For some members of the media, it seemed like the perfect time to move on from the veteran forward and put the franchise’s future in younger hands. After all, Dirk was still a valuable asset around the league, and trading him would have sped up the team’s rebuild process. However, Cuban refused to part ways with his franchise cornerstone.
“Dirk defines our culture. When your best player, no matter how old, is the first one in the gym and the last to leave, and works the hardest and encourages guys the way Dirk does… That has a value that goes far beyond what you see on the court,” the billionaire said on The Artie Lange show.

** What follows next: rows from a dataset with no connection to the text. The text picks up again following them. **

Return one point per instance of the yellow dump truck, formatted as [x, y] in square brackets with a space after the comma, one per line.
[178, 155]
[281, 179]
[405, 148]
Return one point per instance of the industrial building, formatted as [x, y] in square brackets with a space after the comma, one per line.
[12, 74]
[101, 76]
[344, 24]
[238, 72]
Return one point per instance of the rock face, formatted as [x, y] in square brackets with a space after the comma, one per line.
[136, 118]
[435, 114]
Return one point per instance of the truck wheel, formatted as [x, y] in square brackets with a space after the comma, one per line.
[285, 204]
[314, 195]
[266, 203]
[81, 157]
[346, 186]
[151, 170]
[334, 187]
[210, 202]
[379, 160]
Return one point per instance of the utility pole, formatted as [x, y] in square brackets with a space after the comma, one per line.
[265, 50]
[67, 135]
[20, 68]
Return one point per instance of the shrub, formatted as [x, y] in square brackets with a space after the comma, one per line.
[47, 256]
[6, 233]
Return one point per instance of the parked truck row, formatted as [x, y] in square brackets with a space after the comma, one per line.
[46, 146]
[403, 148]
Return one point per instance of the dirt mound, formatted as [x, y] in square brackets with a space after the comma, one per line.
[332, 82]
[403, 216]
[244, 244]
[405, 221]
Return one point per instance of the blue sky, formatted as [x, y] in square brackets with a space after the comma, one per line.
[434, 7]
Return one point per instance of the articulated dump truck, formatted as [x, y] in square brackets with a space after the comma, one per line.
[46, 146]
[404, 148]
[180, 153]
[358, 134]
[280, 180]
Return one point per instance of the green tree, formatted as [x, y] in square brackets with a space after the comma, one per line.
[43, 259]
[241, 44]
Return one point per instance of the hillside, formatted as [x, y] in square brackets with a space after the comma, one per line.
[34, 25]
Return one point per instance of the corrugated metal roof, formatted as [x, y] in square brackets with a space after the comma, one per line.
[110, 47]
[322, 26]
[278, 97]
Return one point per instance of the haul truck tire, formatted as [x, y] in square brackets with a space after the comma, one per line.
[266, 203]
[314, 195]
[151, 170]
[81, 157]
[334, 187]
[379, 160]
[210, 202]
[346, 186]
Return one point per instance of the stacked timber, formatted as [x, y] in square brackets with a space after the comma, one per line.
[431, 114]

Fast forward 12 years, and that loyalty is gone. The Mavs’ new General Manager is citing culture as the reason he decided to trade Doncic.
Cuban’s quote from 2020 resurfaced after the Luka Doncic trade
After revamping the Mavericks and leading them to their first and only NBA championship, Mark Cuban sold his majority stake to the families of Miriam Adelson, Sivan Dumont, and Patrick Dumont in 2023. The families behind the Las Vegas Sands casino company reportedly paid $3.5 billion to become the majority owners of the team. However, their first big move in Dallas is rightfully inviting criticism.
Fans believe that if Cuban was still at the helm of the franchise, Luka Doncic, like Nowitzki, would have retired as a Maverick. In 2020, just two seasons into Doncic’s career, the former owner of the Mavericks exemplified his loyalty towards the player with a hilarious hyperbole.
“If I had to choose between my wife and keeping Luka on the Mavs, catch me at my lawyer’s office preparing for a divorce,” Cuban said during an interview with Swishline.
Unfortunately, he wouldn’t have a say in the trade that sent Doncic to the Lakers. The entrepreneur was involved in Dallas’ basketball operations through the 2023-24 season, but just months after his departure from power, Nico Harrison has undone his good work.